Wann mit Ohrenschmerzen zum Arzt gehen?

Abgesehen von der Empfehlung, wann man mit einem Kind mit Ohrenschmerzen zum Arzt gehen sollte gibt es auch eindeutige Empfehlungen für den Einsatz von Antibiotika bei einer Mittelohrentzündung. Der kommt in Frage bei Säuglingen unter sechs Monaten, bei eitrigem Ausfluss aus dem Ohr oder einer Entzündung beider Ohren bei Kindern unter zwei Jahren.

Durch den häufigen Gebrauch von Antibiotika lässt ihre Wirksamkeit nach, da die Bakterien Resistenzen bilden. Sind Antibiotika verordnet, sollten sie für den vom Arzt vorgesehenen Zeitraum eingenommen werden.
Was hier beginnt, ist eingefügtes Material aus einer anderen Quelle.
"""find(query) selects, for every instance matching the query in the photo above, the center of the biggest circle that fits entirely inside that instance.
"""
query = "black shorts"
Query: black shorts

Manchmal verbleibt nach einer akuten Mittelohrentzündung Flüssigkeit im Mittelohr, ein sogenannter Paukenerguss entsteht. Er kann zu Hörstörungen und einer verzögerten Sprachentwicklung führen. Komplikationen wie diese sind zwar selten, dennoch sollten Eltern das Hörvermögen ihrer Kinder nach der Erkrankung beobachten.